It might seem like 2020 is a year that highlighted the flaws of relying on, in some part, charts and patterns to tactically trade stocks. After all, no chart was of much help amid the rapid stock market plunge at the outset of the COVID-19 pandemic earlier this year. Even after that precipitous decline, when unprecedented amounts of government assistance and central bank support helped asset prices (e.g., stocks) rapidly recover, signals given by chart trading tools were simply overwhelmed by the pandemic response from governments worldwide.
But there may be valuable takeaways from this experience. If you are an investor who likes to incorporate charts into your analysis, you should always consider utilizing more than just the information found in a chart—such as public health trends, in this year’s case—to execute your strategy. Perhaps more importantly, there can be times when you need to adjust both your long-term and short-term strategy. Even if tactically trading the market with some percentage of your overall portfolio is a component of your strategic plan, market upheavals like a global pandemic can be a reminder that sometimes you need to alter your approach to adapt with the times.
With that said, here are 4 charts that illustrate some of the primary trends that helped shape 2020—and may help indicate what to expect heading into 2021.
Resilient stocks amid a challenging chart environment
A year-to-date chart of the S&P 500 broadly depicts the precipitous market decline in February and March, followed by a multimonth recovery that has US stocks now trading at new all-time highs (see US stocks rally to new all-time highs after fastest plunge on record below).
From a technical analysis perspective, little evidence exists that there were price pattern warning signs for a chart user to have been able to uncover in the weeks and months preceding the pandemic outbreak.
For instance, one of the most commonly used trading signals by chart users is the moving average crossover system. Sell signals are given by a shorter-term moving average (such as a 50-day exponential moving average) crossing below a longer-term moving average (such as a 200-day exponential moving average). The chart above shows that a sell signal was generated by this so-called “death cross” moving average crossover back in mid-March. However, nearly all of the pandemic-induced losses had already occurred.
In early June, the S&P 500 witnessed a golden cross (where a shorter-term moving average crosses above a longer-term moving average). Stocks have rallied 24% since this bullish crossover signal was generated. Of course, this buy signal was several months after the March nadir.
When governments around the globe enforced shutdowns back in March, the market reacted with one of the fastest selloffs in history—and for good reason. The unemployment rate and unemployment claims skyrocketed to multi-decade highs (see Jobs market still not back to pre-COVID levels chart). Manufacturing activity, retail sales, consumer sentiment, and global travel saw historic declines as well. There was essentially no aspect of the global economy that wasn’t impacted, sending a number of countries into recession.
All of these metrics have improved dramatically since early spring 2020. But a major concern going forward, despite the optimism surrounding vaccines and improving treatment methods, is that the number of coronavirus cases has accelerated in recent weeks. The total number of new cases has soared toward 70 million worldwide, as of mid-December, with 1.5 million deaths confirmed (see Total number of COVID-19 cases and mortalities chart).

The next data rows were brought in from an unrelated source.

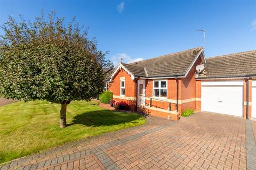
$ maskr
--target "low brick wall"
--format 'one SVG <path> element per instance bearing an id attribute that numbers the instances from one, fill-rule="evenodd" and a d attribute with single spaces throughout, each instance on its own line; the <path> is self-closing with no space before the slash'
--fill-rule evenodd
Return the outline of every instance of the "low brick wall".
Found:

Trends in new COVID-19 cases—as measured by new cases, deaths, and test positivity rate—are currently at or near their most concerning levels during the entire pandemic. In the US alone, more than 200,000 Americans are testing positive each day using a 7-day rolling average, according to data from Johns Hopkins. That brings the total number of infections above 15 million. This has resulted in a slowdown to the recovery.
Investors have pinned their hopes, in large part, upon the delivery and efficacy of vaccines. It’s almost a certainty that trends in new COVID-19 infections will drive the short-term direction of stocks heading into 2021.

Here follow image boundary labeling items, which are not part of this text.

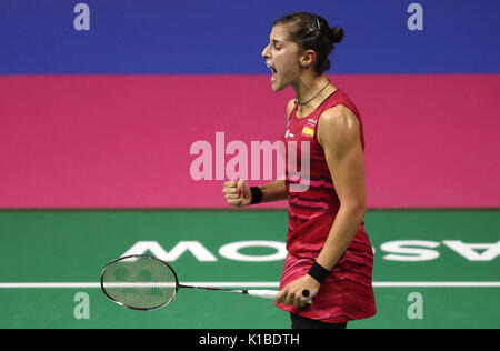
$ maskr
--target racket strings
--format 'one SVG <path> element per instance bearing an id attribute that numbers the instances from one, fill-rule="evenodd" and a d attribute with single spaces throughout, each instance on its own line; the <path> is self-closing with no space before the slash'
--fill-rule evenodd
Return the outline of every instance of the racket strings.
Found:
<path id="1" fill-rule="evenodd" d="M 169 303 L 177 291 L 173 271 L 148 257 L 118 260 L 107 267 L 102 288 L 114 301 L 133 309 L 156 309 Z"/>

Improvements or deteriorations in these trends will have massive implications for essentially all businesses, but most specifically for restaurants, airlines, hotels, and cruise ship operators, to name a few. Many businesses, both small and large, are struggling to survive or have already been forced into bankruptcy.
Refocusing on earnings
Despite these concerns, bullish investors appear to be looking past COVID-19. While the S&P 500’s earnings per share (EPS) has recovered substantially, it remains well below pre-COVID shutdown levels (see Next 12 months earnings attempt to recover from COVID chart).
Will earnings growth continue to be positive and will it be sufficient to support stock prices at record levels? Will the alarming trends in coronavirus cases force investors to lower expectations?
Regardless, it’s probable that government stimulus will continue to play a larger role in driving financial market performance than in past cycles. During this stage of the business cycle, riskier assets such as small caps and stocks of companies in more economically-sensitive industries to do well as activity improves.
But there has never been an investing environment like this one. Trends of the past may not replicate in the future if they are washed over by worsening public health trends. Likewise, chart users may want to continue to exercise extreme caution if trading based on identifiable chart patterns.